Fuzzy matching with constraints

Hey Everyone,

I’m working through a problem where I’m trying to calculate similarities on one dataset of a specific column where I need two other columns already match. Specifically, I’m working with payment data, and I’m trying to identify where duplicate invoices were entered into the system but the ID was potentially typo’d via a missed/extra digit or transposed, but explicitly where the amount and inv date still match.
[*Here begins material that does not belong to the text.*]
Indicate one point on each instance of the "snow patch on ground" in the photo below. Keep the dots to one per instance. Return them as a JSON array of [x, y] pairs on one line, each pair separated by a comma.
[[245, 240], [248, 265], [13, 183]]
I’ve tried a similarity search where I concatenated the fields into one, however then small differences in key field would result in an invalid match

Example:
Row ID || Invoice Date | Invoice Amount || InvoiceID
1 || 1/25/2021 || $500.00 || ABC123
2 || 1/25/2021 || $440.00 || ABC142
3 || 1/25/2021 || $500.00 || ABC13
4 || 2/21/2021 || $500.00 || ABC123

For my 4 sample rows, I’d want to flag and look at the comparison for Rows 1&3, but I don’t care about any of the other combinations as the other fields disqualify them. I’m trying to build this out as a template to be reusable on tens of thousands of rows.

Thanks in advance,
Feaugh

hi @Feaugh
I think you first have to filter out useless rows. To do that you can join the input table to itself, using Invoice Date and Invoice Amount as join columns. Then you must filter out from the resulting table the rows with ID = ID(right), that is rows matching with themselves. In the final node you compare left and right ID and get a similarity distance between them, e.g. the Levenshtein


Input
immagine

Result


You can set a cutoff value and filter the result accordingly
Hope it will be helpful

1 Like

Ah! That makes a lot of sense. I’ll give it a try tonight/tomorrow and see how it goes.